The delaydiscount package is intended to be used to analyze delay discounting data using
the linearized hyperbolic model proposed by Hinds, et al. (2026). To analyze discounting data with this package, you should first get your data in the format expected by the package.

Our package expects to take data in long format, meaning that for each subject 
within group, for each delay, the measurement of the indifference point 
constitutes one observation in the data frame. It expects the data frame to contain
variables named 

* group: Intervention identifier.

* subj: Subject identifier.

* delay: The length of time for which the indifference point is measured.
 This must be a positive value.

* indiff: A value between 0 and 1 (exclusive) expressing the proportion of a
 maximum reward the subject would need to receive to not favor waiting the delay
 to receive the maximum reward.

For each subject within group, the indifference point is expected to be measured for the same set of delays, exactly once for each delay.

Samples are assumed to be independent between different groups. If a subject is in multiple groups, this assumption would be violated. The code will still run, but the analysis may not be valid. The analysis performed by this package would treat a subject in multiple groups as though the observations for that subject in different groups had come from different subjects.

We include the remedi dataset in our package as an example of a properly formatted dataset.

```{r}
head(remedi, n = 10L)
```

Once your delay discounting data is in the expected format, the next step is to 
run the `prepare_data_frame` function on the dataset, which performs helper 
calculations for our other functions.

```{r}
prep_remedi <- prepare_data_frame(remedi)
```

One of the things that the `prepare_data_frame` function does is transform the delay
and indifference variables to linearize the model.

Note that the hyperbolic model for the discounting curve is $D(t) = \frac{1}{1+kt}$.

Then we will have $\log(\frac{1}{D(t)} - 1) = \log(k) + \log(t)$.

We assume that the transformed observed indifference point $\tilde D(t_{ijc})$ will follow the model

$\log(\frac{1}{\tilde D(t_{ijc})} - 1) = \log(k_{ic}) + \log(t_{ijc}) + \epsilon_{ijc},$

where $\epsilon_{ijc} \sim N(0, \sigma^2)$, $i$ is an index for subject, $j$ an index for time point, and $c$ is an index for group, and

$\log(k_{ic}) \sim N(\theta_c, \frac{g\sigma^2}{T})$, where $\theta_c$ is the population mean of the $\log(k_{ic})$ for subjects in group $c$, and $T$ is the number of time points observed for each subject.

Using the prepared data frame, you can get estimates of the $log(k)$ values for
each subject using the `get_subj_est_ln_k` function.

```{r}
ln_k_ests <- get_subj_est_ln_k(prep_remedi)
head(ln_k_ests)
```

Our model treats the $\log(k)$ values for individual subjects as the result of a combination
of a fixed group effect and a random subject effect.
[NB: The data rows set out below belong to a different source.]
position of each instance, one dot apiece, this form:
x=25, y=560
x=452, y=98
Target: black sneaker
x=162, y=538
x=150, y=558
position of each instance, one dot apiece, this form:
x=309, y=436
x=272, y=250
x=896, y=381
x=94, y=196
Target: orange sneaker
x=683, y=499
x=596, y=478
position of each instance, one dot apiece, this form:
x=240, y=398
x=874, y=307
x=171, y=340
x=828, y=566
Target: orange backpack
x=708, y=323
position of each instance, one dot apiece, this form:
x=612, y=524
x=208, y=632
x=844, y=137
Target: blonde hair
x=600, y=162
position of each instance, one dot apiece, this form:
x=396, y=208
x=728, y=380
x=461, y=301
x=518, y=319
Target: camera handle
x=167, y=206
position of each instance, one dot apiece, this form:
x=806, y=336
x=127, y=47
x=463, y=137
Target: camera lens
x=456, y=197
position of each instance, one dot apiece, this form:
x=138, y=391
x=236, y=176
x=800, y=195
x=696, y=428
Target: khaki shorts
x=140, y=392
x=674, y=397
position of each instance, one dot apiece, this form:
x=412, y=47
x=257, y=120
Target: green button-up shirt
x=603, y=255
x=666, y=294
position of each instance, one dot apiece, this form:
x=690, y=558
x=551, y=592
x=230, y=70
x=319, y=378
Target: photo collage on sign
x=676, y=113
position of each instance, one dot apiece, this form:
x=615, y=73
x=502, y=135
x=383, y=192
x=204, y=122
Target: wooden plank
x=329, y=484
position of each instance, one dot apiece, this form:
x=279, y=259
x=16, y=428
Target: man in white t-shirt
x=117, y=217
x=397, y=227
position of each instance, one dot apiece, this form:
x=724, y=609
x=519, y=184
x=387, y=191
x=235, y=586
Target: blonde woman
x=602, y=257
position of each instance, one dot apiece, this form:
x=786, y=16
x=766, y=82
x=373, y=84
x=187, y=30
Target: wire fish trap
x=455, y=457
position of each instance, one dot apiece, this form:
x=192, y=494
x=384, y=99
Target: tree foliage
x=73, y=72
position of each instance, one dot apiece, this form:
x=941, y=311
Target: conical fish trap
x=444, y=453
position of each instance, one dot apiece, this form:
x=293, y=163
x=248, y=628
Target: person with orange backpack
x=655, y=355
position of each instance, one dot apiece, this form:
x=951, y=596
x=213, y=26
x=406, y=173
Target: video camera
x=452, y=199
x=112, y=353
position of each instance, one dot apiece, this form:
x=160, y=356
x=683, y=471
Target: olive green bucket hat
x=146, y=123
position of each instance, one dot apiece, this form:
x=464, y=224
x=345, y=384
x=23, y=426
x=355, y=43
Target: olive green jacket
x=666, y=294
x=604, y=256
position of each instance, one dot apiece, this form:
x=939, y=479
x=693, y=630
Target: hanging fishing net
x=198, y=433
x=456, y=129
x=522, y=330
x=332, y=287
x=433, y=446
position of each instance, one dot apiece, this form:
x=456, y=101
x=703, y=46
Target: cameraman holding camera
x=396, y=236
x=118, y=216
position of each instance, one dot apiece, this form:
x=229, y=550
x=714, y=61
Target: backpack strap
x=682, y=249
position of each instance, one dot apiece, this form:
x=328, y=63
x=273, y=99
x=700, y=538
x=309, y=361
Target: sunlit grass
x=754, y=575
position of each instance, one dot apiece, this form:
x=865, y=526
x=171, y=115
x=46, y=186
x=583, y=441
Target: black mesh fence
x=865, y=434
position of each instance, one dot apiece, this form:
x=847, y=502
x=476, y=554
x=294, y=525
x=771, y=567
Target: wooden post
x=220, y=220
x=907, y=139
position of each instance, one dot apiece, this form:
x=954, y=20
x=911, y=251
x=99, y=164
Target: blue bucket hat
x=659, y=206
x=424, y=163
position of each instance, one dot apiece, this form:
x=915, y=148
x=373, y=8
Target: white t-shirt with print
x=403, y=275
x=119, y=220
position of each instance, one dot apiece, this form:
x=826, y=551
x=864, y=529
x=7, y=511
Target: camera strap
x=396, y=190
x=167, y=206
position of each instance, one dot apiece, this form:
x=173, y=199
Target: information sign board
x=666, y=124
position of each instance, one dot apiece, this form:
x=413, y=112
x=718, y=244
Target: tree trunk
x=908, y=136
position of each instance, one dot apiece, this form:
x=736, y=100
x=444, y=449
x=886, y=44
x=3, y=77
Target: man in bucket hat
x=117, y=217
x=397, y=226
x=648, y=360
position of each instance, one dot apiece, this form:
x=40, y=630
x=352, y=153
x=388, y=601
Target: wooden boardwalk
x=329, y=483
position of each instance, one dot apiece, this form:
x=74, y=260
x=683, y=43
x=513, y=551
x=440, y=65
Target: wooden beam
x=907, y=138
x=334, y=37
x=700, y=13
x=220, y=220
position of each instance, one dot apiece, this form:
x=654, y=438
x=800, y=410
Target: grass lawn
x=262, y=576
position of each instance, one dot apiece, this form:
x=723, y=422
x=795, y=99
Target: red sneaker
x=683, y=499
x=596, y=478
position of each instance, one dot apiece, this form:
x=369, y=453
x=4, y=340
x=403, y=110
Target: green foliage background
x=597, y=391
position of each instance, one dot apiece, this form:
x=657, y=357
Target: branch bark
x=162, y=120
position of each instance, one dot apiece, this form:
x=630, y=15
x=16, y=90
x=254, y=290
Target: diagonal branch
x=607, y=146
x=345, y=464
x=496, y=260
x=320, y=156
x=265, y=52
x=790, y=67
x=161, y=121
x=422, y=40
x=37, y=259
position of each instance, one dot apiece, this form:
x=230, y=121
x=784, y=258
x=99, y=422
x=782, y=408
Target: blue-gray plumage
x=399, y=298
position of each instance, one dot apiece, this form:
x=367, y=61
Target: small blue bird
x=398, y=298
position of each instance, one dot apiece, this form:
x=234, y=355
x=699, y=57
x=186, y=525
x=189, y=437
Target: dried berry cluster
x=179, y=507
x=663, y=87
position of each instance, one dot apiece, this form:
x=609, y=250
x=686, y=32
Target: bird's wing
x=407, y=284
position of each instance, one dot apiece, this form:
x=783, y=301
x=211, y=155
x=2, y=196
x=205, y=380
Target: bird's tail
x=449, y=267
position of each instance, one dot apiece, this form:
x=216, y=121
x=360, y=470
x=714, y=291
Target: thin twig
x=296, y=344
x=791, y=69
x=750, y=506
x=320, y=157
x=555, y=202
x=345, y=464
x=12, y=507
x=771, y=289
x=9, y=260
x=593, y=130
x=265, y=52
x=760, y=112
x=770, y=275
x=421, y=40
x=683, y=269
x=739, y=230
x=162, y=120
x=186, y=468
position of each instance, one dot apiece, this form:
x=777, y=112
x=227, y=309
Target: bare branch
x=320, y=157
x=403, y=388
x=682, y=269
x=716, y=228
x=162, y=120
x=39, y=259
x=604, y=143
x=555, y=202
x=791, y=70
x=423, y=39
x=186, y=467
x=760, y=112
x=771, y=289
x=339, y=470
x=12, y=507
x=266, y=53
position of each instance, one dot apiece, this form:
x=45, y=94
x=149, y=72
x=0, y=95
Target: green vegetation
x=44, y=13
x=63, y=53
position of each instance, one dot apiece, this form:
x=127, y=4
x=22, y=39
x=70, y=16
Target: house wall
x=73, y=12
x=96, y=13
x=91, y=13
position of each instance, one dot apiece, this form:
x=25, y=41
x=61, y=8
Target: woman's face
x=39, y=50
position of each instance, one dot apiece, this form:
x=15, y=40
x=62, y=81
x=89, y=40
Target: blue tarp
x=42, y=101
To get the fit of the linearized
hyperbolic model, use the `dd_hyperbolic_model` function.

```{r}
model_fit <- dd_hyperbolic_model(prep_remedi)
```

The object produced by this method is a list containing several components.

The group mean $\log(k)$ estimates (i.e. the $\theta_c$) can be gotten from the `ln_k_mean` component.

```{r}
model_fit$ln_k_mean
```

These are estimates of the mean of the distribution from which the $\log(k_{ic})$ values for subjects in group $c$ have been realized.

The variance component estimates can be obtained from the `var` component.

```{r}
model_fit$var
```

`sigma_sq` is the estimate of the variance of the transformed indifference value
conditional on the subject effect.

`g` is related to the variance of the subject random effects: specifically, the
variance of the subject random effect is equal to $\frac{g\sigma^2}{T}$, where 
$T$ is the number of time points observed for each subject.

These mean and variance parameters are estimated through maximum likelihood 
estimation.

An overall F-test for the equality of all group mean parameters can be found in
the `model_test` component.

```{r}
model_fit$model_test
```

Pairwise F-tests for equality of group mean parameters can be obtained from the
`pairwise_f_tests` component. The data frame contains an F-test for each pair.

```{r}
model_fit$pairwise_f_tests
```

Note that, as with other R functions such as `lm` and `glm`, these p-values are not adjusted for multiplicity.

## Citation

Hinds, et al. (2026). "To linearize or not to linearize: That is the
Mazur delay discounting question", submitted to *Journal of Mathematical Psychology*.